Second California lawsuit against e-voting systems vendor

The city of San Francisco has sued e-voting vendor Election Systems & Software (ES&S), a day after the California Secretary of State filed suit against the company for allegedly selling uncertified ballot-marking devices to five counties in the state. In the 23-page lawsuit filed in San Francisco Superior Court by the city’s attorney, Dennis Herrera, the city alleges that the Omaha-based e-voting vendor sold it ballot-marking devices that were not re-certified after its manufacturing processes were changed. The city alleges that by not having the devices re-certified, the vendor breached its contract with the city and acted fraudulently.

In a statement, ES&S denied the allegations and said that Herrera “ignores the facts presented to his office and makes inflated and distorted claims based on misstatements of the facts. Moreover, inexplicably and unfortunately, this suit deliberately jeopardizes San Francisco’s use of a widely acclaimed ballot-marking device that has been federally qualified and certified and installed in 29 states. The AutoMARK has allowed many San Francisco voters with disabilities to vote privately and independently for the first time. Frankly, we are bewildered as to how this action will improve elections in San Francisco. In short, while the suit accuses the vendor of making false claims, the only false claim is the lawsuit itself.”

Not the first time

There have been problems with e-voting systems in the U.S. in the past. Read more.

ES&S and the city have had a contract for e-voting equipment since December 1999, according to the lawsuit.

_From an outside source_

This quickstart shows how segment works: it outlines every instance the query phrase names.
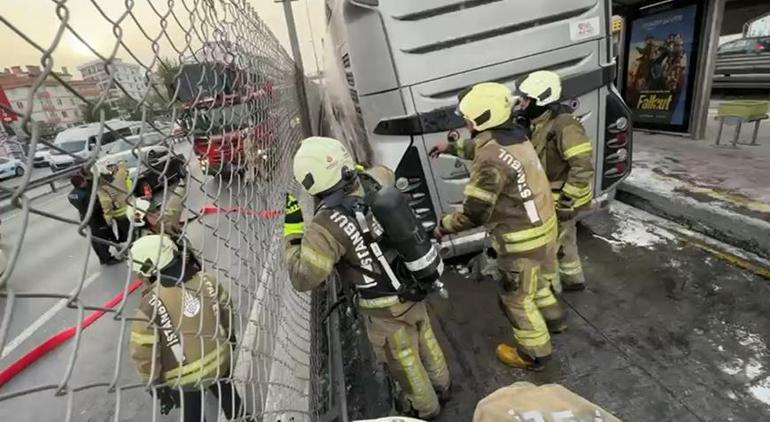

In April 2006, ES&S sold the city 565 AutoMARK A100 Voter Assist Terminals, which allow visually impaired and other disabled voters to fill out paper ballots by listening to their choices through headphones as they make their selections. The devices then record the votes on the paper ballots, which are verbally read back to the voters before being finalized and run through an optical scanner. The devices are designed to allow disabled voters to cast ballots without help from others, in compliance with the federal Help America Vote Act (HAVA).

The problem, according to the lawsuit, is that the city was sent an updated Model A200 version of the terminals, which allegedly had not been re-certified with the state secretary of state as required, according to the lawsuit. That is the issue at the heart of the lawsuit filed Monday by California Secretary of State Debra Bowen.

“Unlike the A100 machines, the A200s contained modified hardware, software and/or firmware that the Secretary of State had never certified for use in California elections,” the San Francisco lawsuit states. “Federal certification stickers on the AutoMARK machines delivered to San Francisco, manuals and other written materials that ES&S provided with the uncertified A200 machines further represented that the machines were certified A100 machines. On Nov. 19, 2007, the California Secretary of State released formal findings that the AutoMARKs ES&S sold and delivered to San Francisco were uncertified, thus establishing that ES&S had breached the agreement and that its prior representations were false.”

“San Francisco’s experience with ES&S raises extremely troubling questions, not simply about the integrity of this company’s technology, but about the integrity of this company itself,” Herrera said in a statement. “There can be no more important duty in a representative democracy than to conduct elections, and it is a travesty to see that duty so flagrantly undermined by the fraudulent conduct of an election systems vendor. This is an injustice that cries out for a strong response, and I intend to aggressively litigate the city’s interests under our contract and under the law.”

In its statement, ES&S said it “went above and beyond our obligations in our contract with San Francisco.”

“The central focus of the city’s lawsuit is the AutoMARK device that allows voters with disabilities to vote privately and independently,” the company said. “It does not tabulate votes; it allows voters to mark a paper optical scan ballot. The suit’s claims boil down to questions about the approval of minor modifications to the AutoMARK’s hardware. It has been established that federal testing authorities reviewed and approved those modifications and that those modifications had no effect on the device’s operations. It was also the practice at the time in California and other states that further notice of such [minimal] modifications, approved by federal authorities, was not necessary.”

ES&S has said that the modifications to the AutoMARK devices included the relocation of two circuit boards, internal wiring re-routing and changes to mounting bracket supports. The company has said that none of the changes constitute modifications that required the devices to be re-certified. ES&S has said that the firmware in both the A100 and A200 models of the terminals is the same certified firmware.

“Further, California did, in fact, certify the AutoMARK in 2005 before the modifications and the state certified the AutoMARK, as modified and as part of San Francisco’s voting system, in 2006,” ES&S said. “The AutoMARK device has performed well in San Francisco in several election events. The suit’s claims of the sale of uncertified devices crumbles under these facts.”